İsrail'in ilk hedefi, son derece güçlü bir hava kuvvetlerine sahip olan ve İsrail'i yenmesine kesin gözüyle bakılan Mısır olur.
İsrail istihbaratı, Mısır'ın neredeyse tüm hava filolarını içinde barındıran hava üssünü tespit etmiş ve tüm lokasyon bilgilerine önceden sahip olmayı başarmıştır.
İsrail'e karşı güçlü ve kalabalık ordusu ile kendine güveni tam olan Mısır; istihbarat zafiyetinden dolayı gafil avlanmış ve neredeyse tüm savaş gücünü tek bir mermi atamadan yok ettirmişti.
Sina çölünde savunmasız kalan Mısır'ın kara birlikleri de İsrail'in savaş uçaklarının bombardımanı altında çaresizce can verir.
Mısır için yenilmekten daha acı olan düşmana karşı hiçbir karşı harekatta bulunamadan kaybetmiş olmak oldu.
Bunun travmasını ve acısını çok uzun yıllar yaşadılar ve İsrail'e karşı o tarihten sonra hep daha çekingen oldular.
Ürdün'ün saldırıları sonrası misilleme hakkını kullanan İsrail, kısa zamanda Ürdün'ü de mağlup ederek kutsal kabul ettikleri Kudüs şehrine girmeyi başarır.
1967 yılına kadar Ürdün hakimiyetinde olan Kudüs, bu tarihten sonra Yahudi kontrolüne geçer.
Yahudilerin en kutsal görüp uğruna her türlü bedeli ödemeye hazır oldukları Kudüs şehri, sadece bir günlük saldırının ardından kazanılmıştır.
Ürdün'ün taktiksel zaafiyeti, İsrail'e çok uzun yıllar taşıyacağı müstesna bir hediye bırakmış olur.
Burada sorunu çözen ise klasik savaş yöntemlerinden ziyade İsrail'in yıllar önce Suriye'ye yerleştirdiği bir ajan oldu.

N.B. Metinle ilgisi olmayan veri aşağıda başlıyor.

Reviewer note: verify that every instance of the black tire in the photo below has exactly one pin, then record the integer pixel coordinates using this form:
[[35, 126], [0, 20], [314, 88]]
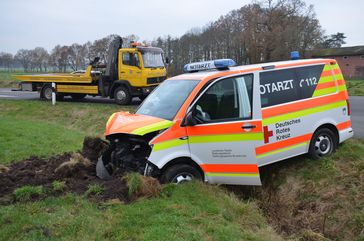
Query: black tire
[[46, 92], [180, 173], [122, 96], [142, 97], [323, 143], [78, 96]]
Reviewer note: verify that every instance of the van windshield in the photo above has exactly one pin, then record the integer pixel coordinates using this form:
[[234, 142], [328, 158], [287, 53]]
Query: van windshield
[[167, 98], [153, 60]]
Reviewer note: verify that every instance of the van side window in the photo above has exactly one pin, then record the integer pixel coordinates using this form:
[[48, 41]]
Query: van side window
[[226, 100], [286, 85]]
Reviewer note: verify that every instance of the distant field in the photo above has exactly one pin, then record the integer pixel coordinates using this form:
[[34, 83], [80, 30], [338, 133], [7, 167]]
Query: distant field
[[355, 87], [8, 81]]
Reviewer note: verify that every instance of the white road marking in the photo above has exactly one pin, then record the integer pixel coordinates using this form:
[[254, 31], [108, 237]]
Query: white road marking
[[7, 96]]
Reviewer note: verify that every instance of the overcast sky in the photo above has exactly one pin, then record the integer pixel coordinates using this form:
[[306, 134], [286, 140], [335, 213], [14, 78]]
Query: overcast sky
[[46, 23]]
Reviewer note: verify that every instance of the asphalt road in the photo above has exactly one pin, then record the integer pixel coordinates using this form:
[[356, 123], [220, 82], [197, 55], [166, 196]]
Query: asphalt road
[[356, 105]]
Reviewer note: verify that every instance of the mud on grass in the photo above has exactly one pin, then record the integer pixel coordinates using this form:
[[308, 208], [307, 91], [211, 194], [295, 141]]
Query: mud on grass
[[78, 177]]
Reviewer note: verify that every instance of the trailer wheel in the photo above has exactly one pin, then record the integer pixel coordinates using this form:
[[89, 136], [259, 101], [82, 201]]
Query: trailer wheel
[[46, 92], [323, 143], [122, 96], [78, 96], [180, 173]]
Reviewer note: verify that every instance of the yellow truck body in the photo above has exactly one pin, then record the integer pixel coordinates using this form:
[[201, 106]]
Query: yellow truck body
[[131, 72]]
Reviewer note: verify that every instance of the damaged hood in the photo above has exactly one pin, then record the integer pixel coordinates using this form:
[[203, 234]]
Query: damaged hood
[[124, 122]]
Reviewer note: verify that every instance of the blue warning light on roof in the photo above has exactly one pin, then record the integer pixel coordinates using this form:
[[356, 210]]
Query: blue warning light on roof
[[220, 64]]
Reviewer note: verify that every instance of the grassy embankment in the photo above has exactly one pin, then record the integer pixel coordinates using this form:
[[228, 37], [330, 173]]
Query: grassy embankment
[[37, 128], [301, 199], [7, 80], [188, 212]]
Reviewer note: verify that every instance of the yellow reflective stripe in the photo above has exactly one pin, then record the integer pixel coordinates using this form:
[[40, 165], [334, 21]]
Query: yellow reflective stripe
[[327, 67], [342, 88], [221, 174], [302, 113], [330, 78], [326, 79], [108, 121], [153, 127], [282, 150], [226, 138], [168, 144], [325, 91]]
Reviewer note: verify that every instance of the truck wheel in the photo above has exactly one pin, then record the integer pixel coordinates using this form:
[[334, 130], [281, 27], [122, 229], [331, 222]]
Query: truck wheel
[[46, 92], [122, 96], [323, 143], [180, 173], [78, 96]]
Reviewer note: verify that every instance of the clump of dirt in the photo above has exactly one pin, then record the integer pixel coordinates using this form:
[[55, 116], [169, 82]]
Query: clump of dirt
[[76, 171], [75, 166], [148, 187], [4, 169]]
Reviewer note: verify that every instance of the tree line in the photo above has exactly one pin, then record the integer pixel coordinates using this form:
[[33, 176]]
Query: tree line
[[258, 32]]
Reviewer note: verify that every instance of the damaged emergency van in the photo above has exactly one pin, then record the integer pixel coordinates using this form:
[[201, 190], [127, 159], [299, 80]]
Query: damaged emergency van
[[219, 122]]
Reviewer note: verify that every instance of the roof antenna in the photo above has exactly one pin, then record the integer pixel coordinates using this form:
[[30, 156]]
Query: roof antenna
[[295, 55]]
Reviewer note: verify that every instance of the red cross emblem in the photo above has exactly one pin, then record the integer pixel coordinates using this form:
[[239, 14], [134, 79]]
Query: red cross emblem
[[267, 134]]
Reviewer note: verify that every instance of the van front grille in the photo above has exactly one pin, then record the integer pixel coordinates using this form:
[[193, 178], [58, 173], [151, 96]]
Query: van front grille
[[155, 80]]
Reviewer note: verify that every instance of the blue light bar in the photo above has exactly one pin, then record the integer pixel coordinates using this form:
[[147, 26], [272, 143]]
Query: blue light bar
[[295, 55], [220, 64]]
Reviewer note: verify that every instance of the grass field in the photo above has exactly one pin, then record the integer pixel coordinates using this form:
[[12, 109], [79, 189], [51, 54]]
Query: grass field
[[38, 128], [7, 80], [300, 199]]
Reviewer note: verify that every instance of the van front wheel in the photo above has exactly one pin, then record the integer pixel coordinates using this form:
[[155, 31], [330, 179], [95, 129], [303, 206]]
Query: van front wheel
[[122, 96], [323, 143], [180, 173]]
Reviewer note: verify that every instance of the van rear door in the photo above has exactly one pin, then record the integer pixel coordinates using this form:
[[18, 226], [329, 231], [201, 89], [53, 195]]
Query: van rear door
[[224, 140]]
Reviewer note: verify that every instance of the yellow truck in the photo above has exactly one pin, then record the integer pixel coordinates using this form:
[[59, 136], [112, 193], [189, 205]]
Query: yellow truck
[[130, 72]]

Mossad ajanı Eli Cohen'in yıllar önce sağladığı istihbarat sayesinde İsrail, Suriye'nin sınırdaki tüm savunma mevzilerini deşifre etti.
Bu süreç, Netflix'in dizisini de çekeceği heyecan verici bir casusluk öyküsünden izler taşıyordu.
1959 yılında Mossad tarafından Arjantin'e yerleştirilir ve burada kendisine ait olmayan bir hayat hikayesine devam etmesi istenir.
Zengin, varlıklı bir Arap tüccarı olarak kendisini tanıtan Cohen; bir süre sonra Suriye'ye giderek bu ülkedeki siyasetçi, asker ve bürokrat sınıfıyla yakın bir dostluk kurar.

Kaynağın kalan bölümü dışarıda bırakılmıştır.